“Reading” the Epigenome
A central theme of our lab’s work is the pursuit of mechanistic insights into DNA modifying enzymes and their application in the development of next-generation biotechnological tools. Early in the lab’s time at Penn, we explored the biology of DNA demethylation and tackled the question of whether AID/APOBEC family DNA deaminases might be involved in DNA demethylation by creating genomic mismatches. We helped rule out deamination-mediated DNA demethylation pathways by studying enzymatic selectivity with modified cytosine bases (Nat Chem Bio, 2012). As the field uncovered bona fide methods for DNA demethylation involving TET family enzymes, we have also helped to dissect their enzymatic mechanisms, building new biochemical tools that allow for revealing how TET enzymes can regulate gene expression.

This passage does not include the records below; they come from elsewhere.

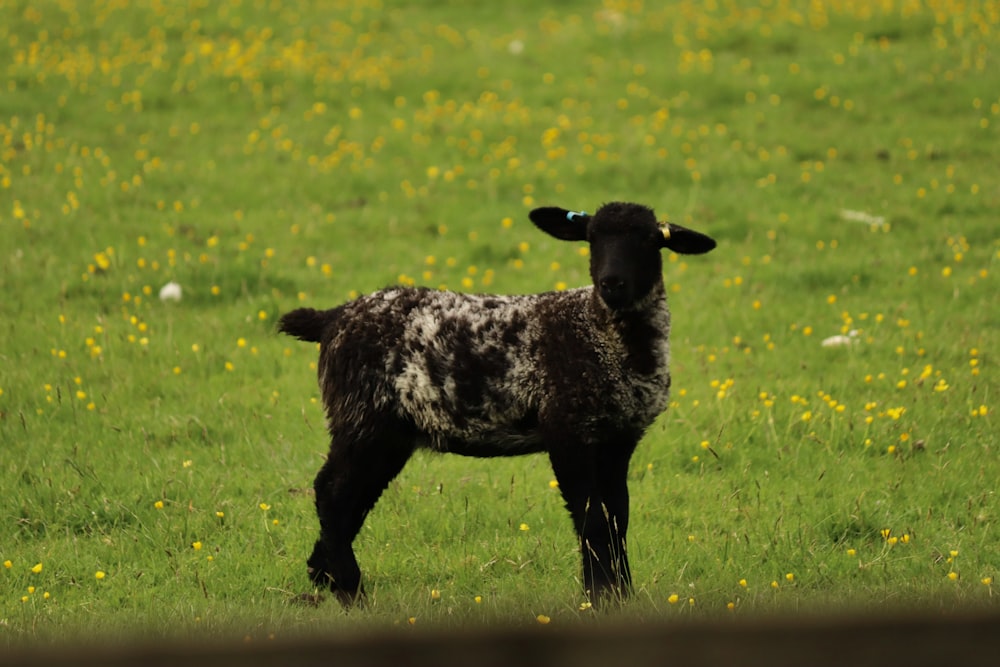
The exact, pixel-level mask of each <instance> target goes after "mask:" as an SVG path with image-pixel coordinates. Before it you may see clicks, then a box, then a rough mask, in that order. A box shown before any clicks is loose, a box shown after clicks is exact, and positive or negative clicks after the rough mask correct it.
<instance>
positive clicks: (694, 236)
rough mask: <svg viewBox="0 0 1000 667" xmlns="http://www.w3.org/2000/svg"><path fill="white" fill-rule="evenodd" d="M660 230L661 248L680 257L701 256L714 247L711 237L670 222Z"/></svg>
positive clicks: (711, 237) (701, 233) (686, 227)
mask: <svg viewBox="0 0 1000 667" xmlns="http://www.w3.org/2000/svg"><path fill="white" fill-rule="evenodd" d="M660 229H661V231H662V232H663V242H662V243H661V247H663V248H669V249H670V250H673V251H674V252H676V253H679V254H681V255H701V254H703V253H706V252H708V251H709V250H711V249H712V248H714V247H715V239H713V238H712V237H711V236H706V235H705V234H702V233H701V232H696V231H694V230H693V229H688V228H687V227H681V226H680V225H675V224H673V223H672V222H668V223H666V224H664V225H663V226H662V227H661V228H660Z"/></svg>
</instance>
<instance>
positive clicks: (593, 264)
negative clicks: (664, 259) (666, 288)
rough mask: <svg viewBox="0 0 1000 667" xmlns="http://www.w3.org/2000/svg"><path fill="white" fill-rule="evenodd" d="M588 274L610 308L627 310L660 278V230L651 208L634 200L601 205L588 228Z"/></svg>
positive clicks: (645, 294)
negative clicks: (633, 201)
mask: <svg viewBox="0 0 1000 667" xmlns="http://www.w3.org/2000/svg"><path fill="white" fill-rule="evenodd" d="M587 240H588V241H589V242H590V253H591V256H590V276H591V279H592V280H593V281H594V287H595V289H597V291H598V294H600V296H601V300H602V301H604V303H605V304H606V305H607V306H608V308H610V309H612V310H628V309H629V308H630V307H632V306H633V305H635V304H636V302H637V301H639V300H641V299H642V298H643V297H645V296H646V295H648V294H649V292H650V290H652V289H653V287H654V286H655V285H656V284H657V283H659V282H660V281H661V280H662V272H663V262H662V260H661V258H660V248H661V247H662V244H663V234H662V232H661V231H660V228H659V226H658V225H657V222H656V217H655V216H654V214H653V212H652V211H651V210H650V209H648V208H646V207H643V206H638V205H635V204H608V205H606V206H603V207H601V209H600V210H598V211H597V214H596V215H594V217H593V218H592V219H591V221H590V225H589V226H588V230H587Z"/></svg>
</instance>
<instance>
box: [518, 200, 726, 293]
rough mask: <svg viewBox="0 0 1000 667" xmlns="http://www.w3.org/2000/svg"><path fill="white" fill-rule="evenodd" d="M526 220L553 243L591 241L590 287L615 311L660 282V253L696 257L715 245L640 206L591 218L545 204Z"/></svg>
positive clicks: (619, 202) (581, 211)
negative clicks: (542, 232) (557, 239)
mask: <svg viewBox="0 0 1000 667" xmlns="http://www.w3.org/2000/svg"><path fill="white" fill-rule="evenodd" d="M530 217H531V221H532V222H534V223H535V225H537V226H538V228H539V229H541V230H542V231H544V232H545V233H546V234H550V235H551V236H553V237H555V238H557V239H561V240H563V241H587V242H589V243H590V277H591V279H592V280H593V281H594V289H596V290H597V293H598V294H599V295H600V297H601V300H602V301H603V302H604V303H605V304H606V305H607V306H608V308H610V309H612V310H617V311H627V310H630V309H632V308H635V307H641V305H640V303H639V302H640V301H642V300H643V299H644V298H645V297H646V296H647V295H649V293H650V292H651V291H652V290H653V288H654V287H656V286H657V285H658V284H660V283H661V281H662V280H663V275H662V273H663V262H662V261H661V259H660V250H661V249H664V248H665V249H668V250H672V251H673V252H676V253H679V254H682V255H700V254H702V253H706V252H709V251H710V250H712V249H713V248H715V241H714V240H713V239H712V238H711V237H709V236H706V235H704V234H702V233H700V232H696V231H694V230H691V229H688V228H686V227H682V226H680V225H675V224H673V223H669V224H666V223H664V224H663V225H660V224H659V223H657V222H656V215H655V214H654V213H653V209H651V208H649V207H647V206H642V205H640V204H627V203H623V202H612V203H610V204H605V205H604V206H602V207H601V208H600V209H598V211H597V213H595V214H594V215H592V216H591V215H588V214H587V213H584V212H582V211H579V212H574V211H567V210H566V209H564V208H558V207H555V206H547V207H543V208H536V209H534V210H533V211H532V212H531V213H530Z"/></svg>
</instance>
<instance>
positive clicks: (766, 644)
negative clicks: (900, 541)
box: [0, 612, 1000, 667]
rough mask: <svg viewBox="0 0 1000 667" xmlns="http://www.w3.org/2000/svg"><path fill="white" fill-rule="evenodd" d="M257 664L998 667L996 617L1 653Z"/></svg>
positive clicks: (568, 630)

In the course of our work on DNA deaminases, we realized that these enzymes had a powerful ability to discriminate between cytosine modification states, a feature that could potentially be leveraged to usher in a new approach to epigenetic sequencing. Building on these mechanistic insights, our lab has pioneered DNA deaminase-based sequencing approaches to “read” the epigenome. This work has been motivated by the limitations of prior methods and has since taken hold in epigenetic sequencing approaches by others across the field. Modifications to cytosine bases in the form of 5-methylcytosine (5mC) or 5-hydroxymethylcytosine (5hmC) play critical gene regulatory roles that shape cell identity. For decades, researchers relied upon bisulfite sequencing (BS-Seq) to discriminate modified from unmodified cytosine bases. While BS-Seq has been foundational, the approach is destructive of input DNA and confounds 5mC and 5hmC together. Recognizing this challenge, we developed APOBEC-Coupled Epigenetic Sequencing (ACE-Seq), as the first method that used a DNA deaminase in base-resolution sequencing. In ACE-Seq, selective conversion by the DNA deaminase APOBEC3A (A3A) allowed us to map 5hmC in excitatory neurons using 1000-fold less DNA than required for an analogous bisulfite-based approach (Nat Biotechnol, 2018). As the ‘first-in-class’ method, ACE-Seq laid the groundwork for others in the field to derive all-enzymatic approaches for joint 5mC/5hmC mapping (EM-Seq) and for simultaneous genetic and epigenetic sequencing (5-letter-Seq). Enzymatic epigenetic sequencing methods are now broadly applied, particularly for the study of sparse DNA samples, such as in early development or circulating cell-free DNA, as explored in early cancer diagnostics.
With the advent of these enzymatic methods, we recognized that there remained major gaps, including the absence of base resolution enzymatic approaches to specifically and accurately detect only 5mC. In more recent work, we imagined that the combined use of DNA modifying enzymes, including engineered enzymes, could address these challenges. We speculated that DNA methyltransferases (MTases), enzymes that ‘write’ methylation marks, could be incorporated into sequencing pipelines to also ‘read’ these marks. Through a combination of biochemical and genetic approaches, we made the unexpected discovery of a mutant MTase with the ability to use a sparse natural metabolite, carboxy-SAM, in place of SAM as a cofactor (Cell Chem Bio, 2021). Striking again at the theme of our research – where mechanistic insights lead to new biotechnological tools – we then applied this neomorphic DNA carboxymethyltransferase (CxMTase) in conjunction with A3A to construct Direct Methylation Sequencing (DM-Seq), the first all-enzymatic approach for ‘reading’ only 5mC. DM-Seq is precise and non-destructive, allowing for identification of clinically-important 5mC sites otherwise masked by BS-Seq (Nat Chem Biol, 2023). More broadly, through productive collaborations, we have applied enzymatic methods to dissect single-cell 5hmC landscapes (Nat Biotechnol, 2024) and to study the bona fide DNA demethylation pathways in diverse processes, including stem cell reprogramming (Mol Cell, 2021) and imprinting (Dev Cell, 2024).
With ongoing support from NHGRI, NIGMSI and other sources, the vision of our research program is to now employ all-enzymatic approaches to simultaneously profile genetic and epigenetic information, to access long-read and nearly-complete single-cell epigenomes, to continue to deconstruction and engineer DNA modifying enzyme, including TET family enzymes, and together to address major open questions regarding gene regulation and cellular identity.